My other nightmare was in London. The London blasts crippled the entire normal life. The tubes are the life line for hundreds of commuters in the city. They are like the local trains of Mumbai. Efficient, fast and cheap. I always preferred parking my car in the suburb and traveling by them. But after the blasts, things changed. I had never seen such frightened commuters in London. They were always polite, smiling and relaxed. But now even an empty cigarette box was enough to trigger panic.
Yet train travel is my most preferred mode of travel. I enjoy the bliss of solitude and peace. I avoid mobile, watch or pen. It is close to nirvana. The only accoutrement I allow is my laptop. I can read, write or simply mull about things which we don’t get chance to think about.
But if even if I dislike Air travel, I can’t ignore it. After a decade of overseas living, at least now I have an option. But for overseas travel there is no option.

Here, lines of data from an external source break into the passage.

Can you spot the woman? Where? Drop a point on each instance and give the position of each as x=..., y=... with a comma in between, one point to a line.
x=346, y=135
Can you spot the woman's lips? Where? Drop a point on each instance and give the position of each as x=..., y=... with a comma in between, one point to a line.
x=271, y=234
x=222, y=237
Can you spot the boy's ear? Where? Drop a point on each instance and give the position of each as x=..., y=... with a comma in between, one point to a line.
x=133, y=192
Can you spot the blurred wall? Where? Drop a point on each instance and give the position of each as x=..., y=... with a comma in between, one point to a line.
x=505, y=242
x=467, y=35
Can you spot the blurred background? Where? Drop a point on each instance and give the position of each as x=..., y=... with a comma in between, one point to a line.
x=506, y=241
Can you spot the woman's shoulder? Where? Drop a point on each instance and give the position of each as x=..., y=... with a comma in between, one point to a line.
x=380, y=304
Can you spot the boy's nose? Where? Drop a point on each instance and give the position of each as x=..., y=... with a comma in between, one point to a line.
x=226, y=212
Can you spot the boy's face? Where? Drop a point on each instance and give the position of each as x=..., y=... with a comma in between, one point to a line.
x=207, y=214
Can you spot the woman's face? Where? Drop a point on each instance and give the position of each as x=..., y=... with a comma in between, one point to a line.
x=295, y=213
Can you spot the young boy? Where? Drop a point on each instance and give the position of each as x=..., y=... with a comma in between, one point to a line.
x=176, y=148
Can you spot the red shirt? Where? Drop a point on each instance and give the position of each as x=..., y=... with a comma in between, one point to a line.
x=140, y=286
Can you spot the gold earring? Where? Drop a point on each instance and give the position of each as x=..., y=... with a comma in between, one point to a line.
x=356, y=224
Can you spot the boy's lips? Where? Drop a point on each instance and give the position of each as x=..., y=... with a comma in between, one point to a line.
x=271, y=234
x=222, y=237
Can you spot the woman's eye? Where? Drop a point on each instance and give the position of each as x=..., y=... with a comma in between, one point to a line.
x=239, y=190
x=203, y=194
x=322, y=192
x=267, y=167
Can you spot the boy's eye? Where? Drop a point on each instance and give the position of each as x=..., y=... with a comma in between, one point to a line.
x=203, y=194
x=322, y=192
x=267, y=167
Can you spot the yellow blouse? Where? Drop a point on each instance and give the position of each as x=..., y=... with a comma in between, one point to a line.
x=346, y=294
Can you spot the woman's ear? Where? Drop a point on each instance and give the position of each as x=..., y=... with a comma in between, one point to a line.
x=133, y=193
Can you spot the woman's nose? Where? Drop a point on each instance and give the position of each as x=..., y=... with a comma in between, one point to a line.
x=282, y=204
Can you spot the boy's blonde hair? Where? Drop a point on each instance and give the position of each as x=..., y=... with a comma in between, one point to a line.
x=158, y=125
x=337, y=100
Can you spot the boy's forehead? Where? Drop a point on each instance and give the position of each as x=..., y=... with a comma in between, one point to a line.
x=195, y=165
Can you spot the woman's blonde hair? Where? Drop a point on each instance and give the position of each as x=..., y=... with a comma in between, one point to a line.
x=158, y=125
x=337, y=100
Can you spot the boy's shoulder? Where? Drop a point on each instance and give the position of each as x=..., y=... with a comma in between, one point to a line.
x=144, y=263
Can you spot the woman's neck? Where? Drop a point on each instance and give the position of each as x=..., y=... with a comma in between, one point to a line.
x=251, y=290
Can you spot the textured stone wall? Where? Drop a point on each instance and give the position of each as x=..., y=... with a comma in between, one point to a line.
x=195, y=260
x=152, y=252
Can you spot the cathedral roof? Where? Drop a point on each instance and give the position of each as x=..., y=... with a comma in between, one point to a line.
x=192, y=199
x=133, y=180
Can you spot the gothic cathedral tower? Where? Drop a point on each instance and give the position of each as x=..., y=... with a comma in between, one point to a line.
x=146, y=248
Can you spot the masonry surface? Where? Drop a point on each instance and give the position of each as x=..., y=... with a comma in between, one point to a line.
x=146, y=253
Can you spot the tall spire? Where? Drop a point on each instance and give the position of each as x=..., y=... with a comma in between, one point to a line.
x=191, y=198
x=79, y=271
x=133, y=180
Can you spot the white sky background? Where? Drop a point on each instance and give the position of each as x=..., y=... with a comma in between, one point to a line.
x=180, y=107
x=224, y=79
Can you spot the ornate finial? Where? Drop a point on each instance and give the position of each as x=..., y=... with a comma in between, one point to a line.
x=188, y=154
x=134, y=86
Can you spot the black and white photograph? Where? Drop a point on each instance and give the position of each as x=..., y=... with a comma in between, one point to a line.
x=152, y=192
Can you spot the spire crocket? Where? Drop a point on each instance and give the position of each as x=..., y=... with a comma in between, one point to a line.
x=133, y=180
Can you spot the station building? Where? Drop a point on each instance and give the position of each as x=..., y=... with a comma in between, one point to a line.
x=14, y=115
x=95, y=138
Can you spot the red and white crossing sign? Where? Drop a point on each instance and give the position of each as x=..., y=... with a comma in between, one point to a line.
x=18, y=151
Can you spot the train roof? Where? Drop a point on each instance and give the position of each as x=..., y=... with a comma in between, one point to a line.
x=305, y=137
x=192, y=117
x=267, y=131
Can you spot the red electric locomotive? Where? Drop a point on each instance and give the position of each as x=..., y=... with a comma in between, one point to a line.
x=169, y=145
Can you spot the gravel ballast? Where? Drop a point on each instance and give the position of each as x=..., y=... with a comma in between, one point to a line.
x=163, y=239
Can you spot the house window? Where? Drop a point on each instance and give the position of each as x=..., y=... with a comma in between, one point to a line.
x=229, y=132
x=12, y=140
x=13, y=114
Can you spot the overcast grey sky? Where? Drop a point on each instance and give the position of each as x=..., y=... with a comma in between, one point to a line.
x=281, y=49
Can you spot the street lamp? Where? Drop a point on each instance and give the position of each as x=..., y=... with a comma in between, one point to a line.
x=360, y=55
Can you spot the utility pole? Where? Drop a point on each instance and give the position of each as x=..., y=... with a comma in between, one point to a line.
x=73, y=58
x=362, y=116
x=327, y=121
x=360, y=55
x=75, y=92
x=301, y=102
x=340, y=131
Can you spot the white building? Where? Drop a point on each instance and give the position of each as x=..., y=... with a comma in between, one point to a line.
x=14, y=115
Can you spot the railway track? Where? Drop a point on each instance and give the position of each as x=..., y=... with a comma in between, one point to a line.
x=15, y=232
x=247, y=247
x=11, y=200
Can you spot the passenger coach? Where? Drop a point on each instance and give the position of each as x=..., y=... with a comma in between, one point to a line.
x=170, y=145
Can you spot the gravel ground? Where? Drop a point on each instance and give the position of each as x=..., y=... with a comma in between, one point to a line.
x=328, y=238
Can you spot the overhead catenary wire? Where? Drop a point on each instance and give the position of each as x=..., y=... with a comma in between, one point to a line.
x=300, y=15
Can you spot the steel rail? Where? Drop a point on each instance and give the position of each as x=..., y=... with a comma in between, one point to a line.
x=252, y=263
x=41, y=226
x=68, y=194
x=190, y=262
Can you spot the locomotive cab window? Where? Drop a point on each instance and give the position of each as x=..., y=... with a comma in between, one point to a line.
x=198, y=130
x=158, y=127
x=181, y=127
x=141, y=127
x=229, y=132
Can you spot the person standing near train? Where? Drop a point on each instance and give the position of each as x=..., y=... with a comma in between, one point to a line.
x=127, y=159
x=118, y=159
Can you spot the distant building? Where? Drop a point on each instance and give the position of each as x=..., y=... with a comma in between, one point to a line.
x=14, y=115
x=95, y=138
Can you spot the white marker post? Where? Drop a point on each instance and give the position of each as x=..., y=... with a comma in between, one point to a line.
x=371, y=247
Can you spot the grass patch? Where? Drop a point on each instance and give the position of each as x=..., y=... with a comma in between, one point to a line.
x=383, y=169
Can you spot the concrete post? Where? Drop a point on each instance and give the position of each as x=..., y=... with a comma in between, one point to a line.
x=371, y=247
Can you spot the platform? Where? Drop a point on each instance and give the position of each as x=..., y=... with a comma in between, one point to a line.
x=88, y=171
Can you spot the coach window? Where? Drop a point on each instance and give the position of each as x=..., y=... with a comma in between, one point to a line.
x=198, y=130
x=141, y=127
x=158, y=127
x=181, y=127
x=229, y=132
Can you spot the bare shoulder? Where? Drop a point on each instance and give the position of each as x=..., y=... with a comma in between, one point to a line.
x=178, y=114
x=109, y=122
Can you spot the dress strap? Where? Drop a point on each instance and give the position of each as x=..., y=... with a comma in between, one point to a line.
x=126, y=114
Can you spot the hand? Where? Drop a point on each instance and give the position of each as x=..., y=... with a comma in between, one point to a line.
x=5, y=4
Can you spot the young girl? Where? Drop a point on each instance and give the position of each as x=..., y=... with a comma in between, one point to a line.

I remember once at the Amsterdam Airport, there was a snag and the plane had to be routed to Canada. Another plane then carried us to Miami.
Another time I was caught in a hurricane weather while returning from New York and then the plane had to make an emergency landing at the Palm Beach Airport. It was the same tale. No air conditioning, no water. It really helped put things in perspective. We take things for granted. Its only when we suffer do we realize the value.
Every thing changed drastically after 9/11. USA was never the same. Their security increased. It became more detailed. They became xenophobic. Racial profiling came in our lexicon. The Americans became less friendlier. Now they have even installed X-ray machines which can actually see through! Every time I walked through it, I wanted to cover myself with my hands.
Long back I was returning from Lome in West Africa. It is the capital of a small country Togo. Africa is a strange continent. Every country is ruled by a dictator. There is so much violence yet the Africans are a very fun loving lot. One African boasted that they don’t have many prisons. But you could hear bullets fired even from the airport. It was Kinshasha Airport I think. That told another story. Maybe that is why they didn’t need prisons I thought. I wanted to share this thought with that man. But he was over six and a half feet tall and weighed more than twenty stones.
I wanted to leave that place as soon as possible and heaved a sigh of relief when the plane took off. But that relief wasn’t for long. The plane developed some mechanical fault and we had to stay overnight in Nairobi.
Nairobi is a great city. It has some of the most amazing wild life. I saw more Gujjus there then I saw in Ahemdabad. The moment any Indian saw you, he presumed that you spoke Gujrati. After a while I too joined the fun and started addressing anyone I met
“ Kem che! Majama che?”
The airport even fifteen years ago was much more posh than Mumbai airport which was considered to be the best one. Today we can boast of some good airports. I would rate Hyderabad airport as the best.
The closest to an accident I came in India was once when we were going to Simla. It was a small plane with a seating capacity of hardly twenty. The exuberant pilot, happy to see that lovely hill station tried to touch the land a bit too hastily. We landed almost close to the airport which then was nothing more than a small building. A bit too close for our comfort. As we walked the tarmac, I joked with the pilot that he made me feel like I was chauffer driven. He wasn’t amused and simply glared at me.
It was such a cold one that I almost caught a flu.